Throughout its lifetime, a small business naturally creates a rich data footprint. To power our Businesses API, we gather this footprint from three broad categories of data sources:
A business starts and ends with the government. Federal, state, and local governments publish when a business incorporates, is awarded a license or contract, lays off employees, and closes its operations.
- Business Website
Many businesses nowadays build a public website. These are rich, self-reported, and timely.
Other trusted sources of credible, reliable data about a business.
Let’s dive into each of these in more depth.
A business’s life, and thereby its data footprint, starts and ends with the government.
If a business incorporates, it must file a corporate registration with the Secretary of State for every state they work in. These corporate registrations often indicate the start of a business’s story.
Then, if a business needs a license to do its work, be it to build something, serve alcohol, or treat a patient, the government will publicly disclose if it grants the business one. Some licenses are done at the federal level, like basic firearms licensing. Others, like construction, are done at the state level in about half of all states but at the county level in the other half. There is a wide diversity of licensing taxonomies at city, county, state, and federal levels.
If the government hires a business to do some work, the government will grant a publicly-available government contract. As with licenses, this is true at the local, state, and Federal levels.
Additionally, there are a number of federal agencies that publish industry-specific, high coverage data that we capture. For example, The Small Business Association (SBA) publishes the details of loans it provides to businesses. The Occupational Safety and Health Administration (OSHA) publishes the inspections and violations businesses receive. The Environmental Protection Agency (EPA) publishes when a business releases a toxic chemical.
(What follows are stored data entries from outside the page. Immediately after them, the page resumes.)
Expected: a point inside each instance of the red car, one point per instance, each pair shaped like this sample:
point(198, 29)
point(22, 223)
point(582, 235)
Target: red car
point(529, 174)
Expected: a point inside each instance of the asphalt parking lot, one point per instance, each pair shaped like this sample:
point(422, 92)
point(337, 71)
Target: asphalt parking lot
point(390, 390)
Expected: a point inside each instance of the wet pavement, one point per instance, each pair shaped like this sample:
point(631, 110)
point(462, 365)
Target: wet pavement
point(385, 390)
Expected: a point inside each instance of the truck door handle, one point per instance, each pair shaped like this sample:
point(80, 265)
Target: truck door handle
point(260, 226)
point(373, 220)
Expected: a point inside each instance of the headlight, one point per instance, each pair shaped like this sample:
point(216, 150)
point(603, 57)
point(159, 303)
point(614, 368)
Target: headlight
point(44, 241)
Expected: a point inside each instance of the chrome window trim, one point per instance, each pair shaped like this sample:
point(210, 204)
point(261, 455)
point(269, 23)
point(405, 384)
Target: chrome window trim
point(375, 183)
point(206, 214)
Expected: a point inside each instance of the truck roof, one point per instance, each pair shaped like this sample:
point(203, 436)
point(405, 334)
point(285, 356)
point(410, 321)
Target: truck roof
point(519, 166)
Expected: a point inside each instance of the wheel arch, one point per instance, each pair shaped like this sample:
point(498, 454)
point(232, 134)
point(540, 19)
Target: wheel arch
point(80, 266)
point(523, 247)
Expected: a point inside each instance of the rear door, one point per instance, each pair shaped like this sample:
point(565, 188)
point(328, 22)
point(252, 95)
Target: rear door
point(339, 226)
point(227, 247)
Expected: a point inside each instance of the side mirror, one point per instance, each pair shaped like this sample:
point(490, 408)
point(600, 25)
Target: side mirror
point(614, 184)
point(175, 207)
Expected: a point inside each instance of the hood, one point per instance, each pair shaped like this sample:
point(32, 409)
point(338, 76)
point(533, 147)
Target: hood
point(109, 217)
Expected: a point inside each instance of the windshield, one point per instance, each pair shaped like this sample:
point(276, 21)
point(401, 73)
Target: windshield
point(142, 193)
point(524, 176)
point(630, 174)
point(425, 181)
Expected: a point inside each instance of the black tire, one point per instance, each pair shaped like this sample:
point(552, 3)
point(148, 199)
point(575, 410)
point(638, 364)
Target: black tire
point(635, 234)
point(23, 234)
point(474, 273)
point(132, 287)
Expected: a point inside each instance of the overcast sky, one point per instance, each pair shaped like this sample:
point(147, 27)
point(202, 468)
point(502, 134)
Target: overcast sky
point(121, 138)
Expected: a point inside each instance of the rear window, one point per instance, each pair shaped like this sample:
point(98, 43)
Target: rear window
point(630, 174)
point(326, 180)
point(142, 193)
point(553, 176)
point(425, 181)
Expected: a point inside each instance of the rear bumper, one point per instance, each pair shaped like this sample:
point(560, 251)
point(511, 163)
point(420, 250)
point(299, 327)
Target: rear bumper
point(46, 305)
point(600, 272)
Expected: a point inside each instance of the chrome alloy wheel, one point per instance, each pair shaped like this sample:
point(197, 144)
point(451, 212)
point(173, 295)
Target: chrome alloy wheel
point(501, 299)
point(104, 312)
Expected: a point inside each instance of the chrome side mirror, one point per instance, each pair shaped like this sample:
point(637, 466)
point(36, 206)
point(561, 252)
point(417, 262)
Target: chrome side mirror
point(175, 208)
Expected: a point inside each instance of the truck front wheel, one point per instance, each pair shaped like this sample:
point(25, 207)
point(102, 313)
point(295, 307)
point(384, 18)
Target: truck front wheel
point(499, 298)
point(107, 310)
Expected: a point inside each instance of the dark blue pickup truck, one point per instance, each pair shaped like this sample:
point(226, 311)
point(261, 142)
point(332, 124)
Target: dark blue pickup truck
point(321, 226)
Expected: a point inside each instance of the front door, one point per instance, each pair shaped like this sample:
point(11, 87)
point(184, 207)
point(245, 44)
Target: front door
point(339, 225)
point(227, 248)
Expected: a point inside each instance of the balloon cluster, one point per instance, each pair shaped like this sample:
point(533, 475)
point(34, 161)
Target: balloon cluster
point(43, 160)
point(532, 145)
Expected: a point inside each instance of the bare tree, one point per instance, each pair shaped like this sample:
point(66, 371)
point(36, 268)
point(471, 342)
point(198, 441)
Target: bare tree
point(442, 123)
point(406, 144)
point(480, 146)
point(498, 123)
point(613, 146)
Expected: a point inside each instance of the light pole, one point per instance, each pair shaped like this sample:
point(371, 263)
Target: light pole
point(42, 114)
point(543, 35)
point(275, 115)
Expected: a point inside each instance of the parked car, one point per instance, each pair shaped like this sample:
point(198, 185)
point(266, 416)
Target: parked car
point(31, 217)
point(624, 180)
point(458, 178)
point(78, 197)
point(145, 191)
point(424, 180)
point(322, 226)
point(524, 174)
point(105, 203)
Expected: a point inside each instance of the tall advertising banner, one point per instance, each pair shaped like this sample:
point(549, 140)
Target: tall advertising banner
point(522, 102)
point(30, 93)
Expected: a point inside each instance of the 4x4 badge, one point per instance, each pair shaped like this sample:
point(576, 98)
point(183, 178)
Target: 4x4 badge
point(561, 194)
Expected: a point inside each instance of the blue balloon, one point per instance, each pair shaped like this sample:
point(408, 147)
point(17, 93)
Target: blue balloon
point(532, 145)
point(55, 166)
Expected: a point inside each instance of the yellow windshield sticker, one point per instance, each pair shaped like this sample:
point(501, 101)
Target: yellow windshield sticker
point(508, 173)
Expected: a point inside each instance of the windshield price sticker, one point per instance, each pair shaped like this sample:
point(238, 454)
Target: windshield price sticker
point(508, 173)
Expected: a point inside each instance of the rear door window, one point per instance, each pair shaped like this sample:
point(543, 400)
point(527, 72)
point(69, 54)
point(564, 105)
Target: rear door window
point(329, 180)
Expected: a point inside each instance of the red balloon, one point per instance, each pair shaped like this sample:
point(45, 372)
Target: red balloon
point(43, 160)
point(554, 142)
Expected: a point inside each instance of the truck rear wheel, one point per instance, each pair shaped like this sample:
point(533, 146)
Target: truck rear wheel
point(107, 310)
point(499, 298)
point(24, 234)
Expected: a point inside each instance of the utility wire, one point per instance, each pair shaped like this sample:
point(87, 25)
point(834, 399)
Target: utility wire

Finally, if a business lays off a number of its employees, it must publicly file a Worker Adjustment and Retraining Notification (WARN) notice. If the business is also closing, it files closure with the same state-based secretary of state that it began.
If you want to learn about a business, the best place to start is usually the business’s website. Although many businesses still have no online process, if a business does have a website, it is a timely, self-reported way to figure out what the business does.
To begin, most business websites will indicate their line of work or industry. Additionally, you can often find specific operations. For example, does the business have a physical location? Does it sell goods? If so, does it offer delivery? And for some businesses, the website even reveals a complete e-commerce catalog of what they sell.
We also look at each business's broader online footprint - for example, its Yelp page.
Our final data source category is a catch-all for any data that doesn’t come directly from (1) the government or (2) the business’s website. Usually, these come from other, private, third-party sources. This could be another data provider; for example, one that calls businesses to verify their information, or a vendor with a window into business financials.